5. Would the Lord really call His daughters “kine” (or “cows”)?  How can you justify it?

The Lord is quite willing to do whatever it may take to get His children’s attention and to help them avoid something much more unpleasant than a perceived insult.  In the Institute Student Manual we read:  “The quality of life in any community is largely what its women make it. If they are cruel and covetous, their children will likely be the same. Here Amos compared the women of Samaria with the cows (kine) which fed upon the rich pastures east of the Sea of Galilee, caring for little but eating and drinking.
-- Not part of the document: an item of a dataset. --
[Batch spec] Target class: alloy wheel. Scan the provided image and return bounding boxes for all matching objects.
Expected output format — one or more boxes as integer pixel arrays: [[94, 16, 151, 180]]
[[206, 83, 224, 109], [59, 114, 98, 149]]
Their sin consisted of urging their husbands to bring them food bought with money squeezed from the poor. Thus, in the same way that fish are caught with hooks and pulled from the pond, these women and their children would become ensnared by Israel’s enemies and violently torn from their affluence and debauchery.”
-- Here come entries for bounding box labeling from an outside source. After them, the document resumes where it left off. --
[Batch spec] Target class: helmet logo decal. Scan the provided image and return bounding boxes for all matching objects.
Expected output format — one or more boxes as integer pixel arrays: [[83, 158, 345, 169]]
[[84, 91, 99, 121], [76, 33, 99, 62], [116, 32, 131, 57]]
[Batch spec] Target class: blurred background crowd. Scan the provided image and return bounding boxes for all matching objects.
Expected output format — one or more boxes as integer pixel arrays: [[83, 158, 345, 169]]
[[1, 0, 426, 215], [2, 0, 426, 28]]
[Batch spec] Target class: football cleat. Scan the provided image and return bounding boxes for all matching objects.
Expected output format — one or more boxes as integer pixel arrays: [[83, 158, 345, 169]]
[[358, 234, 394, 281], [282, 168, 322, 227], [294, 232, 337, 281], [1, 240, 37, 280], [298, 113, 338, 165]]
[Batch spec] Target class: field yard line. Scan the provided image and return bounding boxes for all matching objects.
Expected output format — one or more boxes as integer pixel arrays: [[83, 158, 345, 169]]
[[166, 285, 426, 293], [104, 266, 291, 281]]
6. Why would the Lord bother to bless the Israelites with superior dental hygiene in Amos 4:6, when there were so many more pressing issues to deal with?  What is the most useful reminder this verse can provide for us concerning scriptural interpretation?
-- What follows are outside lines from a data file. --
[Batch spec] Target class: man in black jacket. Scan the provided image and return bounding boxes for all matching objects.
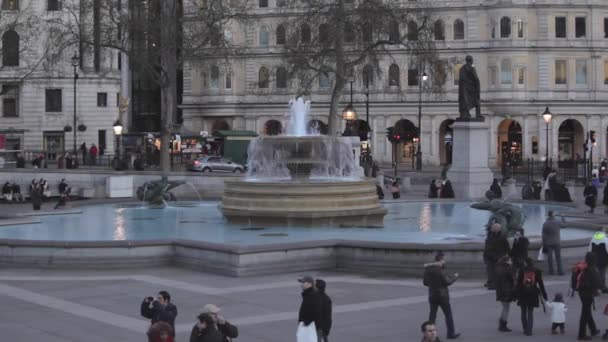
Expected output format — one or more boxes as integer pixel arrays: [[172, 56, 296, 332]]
[[298, 276, 321, 336], [140, 291, 177, 336], [423, 252, 460, 339], [315, 279, 331, 342]]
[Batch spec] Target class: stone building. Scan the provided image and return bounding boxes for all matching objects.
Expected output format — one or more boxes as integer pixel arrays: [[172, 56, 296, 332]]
[[182, 0, 608, 167], [0, 0, 120, 158]]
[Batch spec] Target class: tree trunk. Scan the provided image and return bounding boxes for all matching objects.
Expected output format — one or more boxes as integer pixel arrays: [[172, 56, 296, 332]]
[[160, 0, 177, 174]]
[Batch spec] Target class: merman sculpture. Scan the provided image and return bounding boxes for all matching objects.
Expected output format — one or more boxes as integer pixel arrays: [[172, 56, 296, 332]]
[[471, 199, 526, 236], [137, 176, 185, 208]]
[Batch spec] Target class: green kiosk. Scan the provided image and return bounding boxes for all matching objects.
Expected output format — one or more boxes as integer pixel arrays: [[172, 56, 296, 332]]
[[213, 130, 258, 165]]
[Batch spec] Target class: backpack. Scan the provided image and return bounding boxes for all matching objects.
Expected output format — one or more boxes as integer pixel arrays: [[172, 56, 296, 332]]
[[522, 270, 536, 291], [570, 261, 587, 292]]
The passage, of course, has nothing to do with dental hygiene but with famine.  Their teeth would be clean simply because they had nothing to eat!  If we remember that Biblical prophets often used parallelism in their writings, we may get help in understanding one part of a parallelism by looking at the possibly easier to interpret other part.  In this case, the second line uses “want of bread in all your places” as the equivalent of the “cleanness of teeth in all your cities” in the first line.  We find another wonderful parallelism in 5:24:  “Let judgment run down as waters, and righteousness as a mighty stream.”

7. Why does Amos say that the “day of the Lord,” or the Second Coming, is “darkness, and not light”?  (5:18-20)  Isn’t it supposed to be a wonderful occasion?

Malachi may have said it best:  It is a “great and dreadful” day (Malachi 4:5).  It will be great and wonderful for the righteous, but truly dreadful for the wicked, including those to whom Amos was speaking. 

8. What does it mean to be “at ease in Zion”?  (6:1)  Why doesn’t the Lord want us to be comfortable? 

This is the same thing Nephi warned us against in 2 Nephi 28:24, when he said, “Wo be unto him that is at ease in Zion.”  Of course, the Lord wants us to find peace, even in this life.  In fact, that is one of His few universal promises:  “He who doeth the works of righteousness shall receive his reward, even peace in this world, and eternal life in the world to come.”  (D&C 59:23.)  But the Lord does not want us to be “at ease” in the sense of being complacent or believing that disobedience or indolence will bring us the same blessings as faithfulness. 

9. How can Latter-day Saints use 8:11-12 to substantiate the idea of a medieval apostasy, when Amos is clearly speaking of his own time and the immediate future?

It is not necessary to assert that Amos specifically or uniquely was referring to the medieval apostasy to find this passage helpful.  Many object to our claim of a universal apostasy on grounds that the Lord wouldn’t permit His gospel and His authority to totally disappear from the earth.  Amos clearly disagrees.  And if it could occur in his day, it takes no major stretch of the imagination to accept that it could have occurred again, after the death of Christ and His apostles..

10. How can Latter-day Saints use Obadiah 1:21 to refer to temple and family history work, when it appears that Obadiah is speaking about the then future downfall of the Edomites?

Here we have a classic example of the difference between the historic “interpretation” of a passage and an appropriate additional application of it.  We can freely admit that Obadiah wasn’t thinking at all about temple and family history work as we know it.  He had quite certainly never heard of such a thing.  But the phrase “saviours … on mount Zion,” which to Obadiah meant warriors who would assist in conquering the Edomites, also has a lovely ring to it when applied to what we do for our ancestors who died without an opportunity to accept the gospel.  For them, we can serve as “saviors” by making possible temple ordinances on their behalf, which they can then accept or reject as they choose in the spirit world.